Die Butzbacher Zeitung schreibt über die Weidigschule Butzbach

Erste Preise in Chemie und Physik

NATURWISSENSCHAFTEN Weidigschüler nehmen erfolgreich teil an "Jugend forscht" in Frankfurt




BUTZBACH. Die jungen Forscher der Weidigschule im Senckenberg-Museum (v.l.): Sara Yasin, Janine Göbel, Emma Hoppe, Zina Gerull, Pauline Brod, Moritz Wirl, Lukas Riebeling, Julian Wagner, Arne Weyerhäuser, Lara Bartscher, Svenja Wirth, Carlotta Born und Isabelle Willaschek.

 

BUTZBACH (pi). Beim diesjährigen Jugend-forscht-Regionalwettbewerb unter dem Motto "Zukunft - Ich gestalte sie" präsentierten neun Teams der Weidigschule Butzbach ihre thematisch breit gefächerten Forschungsergebnisse einer Jury aus Schule, Hochschule und Wirtschaft sowie der Öffentlichkeit im Frankfurter Senckenberg-Museum und erzielten Preise. Der Wettbewerb möchte Jugendliche animieren, in die spannende Welt der Forschung einzutauchen, und unterstützt ihre Neugier und ihren Forscherdrang mit Preisen in den sieben Fachgebieten Arbeitswelt, Biologie, Chemie, Geo- und Raumwissenschaften, Mathematik/Informatik, Physik und Technik sowie zahlreichen Sonderpreisen.

Am Ende des langen Tages nahmen alle Teilnehmer, ihre Betreuer und mitgereiste Verwandte viele neue Eindrücke und Erfahrungen zum Präsentieren vor einem großen Publikum, zu anderen ausgestellten Forschungsthemen und zu den Ausstellungen des Senckenberg-Museums mit nach Hause.
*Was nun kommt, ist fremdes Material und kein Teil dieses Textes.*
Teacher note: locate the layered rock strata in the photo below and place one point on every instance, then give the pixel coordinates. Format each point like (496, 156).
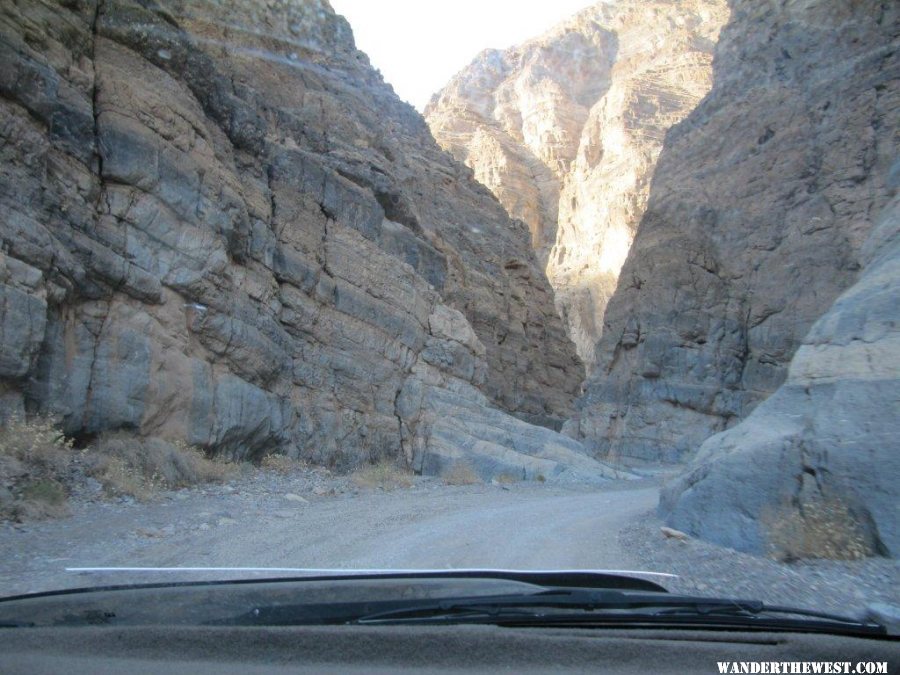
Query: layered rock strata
(221, 226)
(566, 129)
(813, 470)
(761, 201)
Die Arbeit von fünf Teams aus naturwissenschaftlichen Profilklassen (Nawi-Klassen) und der Jugend-forscht-AG der Weidigschule wurde durch eine Platzierung in der Kategorie "Schüler experimentieren" (bis 14 Jahre) besonders honoriert: Isabelle Willaschek und Svenja Wirth, betreut von Katrin Winzig, erhielten einen ersten Preis im Fachgebiet Chemie für ihre Forschung über die Herstellung von Seifenblasentlüssigkeit.

Die Arbeit "Der Auftrieb eines Flügels" von Moritz Wirl, betreut von Dr. Joachim Tröll, wurde mit dem ersten Preis im Fachgebiet Physik ausgezeichnet. Neben dem Experimentieren mit verschiedenen Flügelformen hat Moritz sich in die Theorie von Bernoulli- und Coanda-Effekt eingearbeitet, ein Forschungsgebiet, das bis heute theoretisch nicht abschließend geklärt ist.

Einen zweiten Preis im Fachgebiet Chemie erreichte die Forschungsarbeit "Herstellung von ökologischen Farben" von Sara Yasin, betreut von Ludgera Schmitt. Auch Arne Weyerhäuser freute sich über einen zweiten Platz für sein von einem Mikrocontroller gesteuertes Pflanzenbewässerungssystem. Betreut wurde diese Arbeit von Dr. Friedemann Graubner.

Unterstützt von Jutta Reiker vom Botanischen Institut der Universität Gießen hat Lukas Riebeling sich mit Bienensterben und artgerechter Bienenhaltung beschäftigt. Diese Arbeit wurde mit einem zweiten Platz im Fachgebiet Biologie honoriert. Weitere von Weidigschülern im Senckenberg-Museum ausgestellte Forschungsarbeiten im Fachgebiet Biologie lauten "Die Brennnessel - Ist sie wirklich nur ein Unkraut" von Emma Hoppe und Janine Göbel sowie "Wie verhalten sich verschiedene Milchsorten" von Lara Bartscher und Carlotta Born. Im Fachgebiet Chemie präsentierten Pauline Brod und Zina Gerull ihre Forschungen zur Abhängigkeit der Verbrennung vom Zerteilungsgrad sowie Julian Wagner seine Arbeit "Welche äußeren Einflüsse beeinflussen die Kristallisation von Alaun?".

"Die breite Palette herausragender Forschungsarbeiten spiegelt das hohe naturwissenschaftliche Niveau und das große Engagement der Schüler wider sowie die gute Unterstützung von ihren Fachlehrern und Eltern", heißt es in einer Mitteilung der Weidigschule.